Maybe it's just a common case that they can detect in the shader code and apply the hardware solution (possibly rewriting the shader code on the fly)?
 
You really want it to be deterministic though and not have the driver guess you wanted jittered samples when you really didn't.
 
You could go from 4 sample instructions to a "4 offset gather" but when developers use the currently documented gather instruction they will expect the quad neighbouring samples.

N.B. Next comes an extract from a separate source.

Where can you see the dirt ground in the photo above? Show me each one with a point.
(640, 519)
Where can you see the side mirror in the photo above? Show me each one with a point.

Given Microsoft's glacial process in directx development and the complete POS documentation I wouldn't be surprised if they say "whoops, we said this was DirectX 11 ... but really THIS is DirectX11". Wish they would just release the reference rasterizer source code.
 
So I just read the summaries and what-not of Fermi. I'm not the most technical person on the GPU side, more a CPU person, but from looking at the slides Nvidia have build a quad-core GPU no, with each core having 128CUDA cores and a rasterizing engine.

This diagram looks eerily similar to early dual/quad core CPU designs from AMD and later Intel. So this chip is going to be massively parallel right. Is this the best path for Nvidia to take, from experience with parallelism in the CPU space it has taken 6-7 years for some of the more basic elements to take advantage of having >1 core. Then again I suppose the same questions were raised when AMD went multi-core with Athlon.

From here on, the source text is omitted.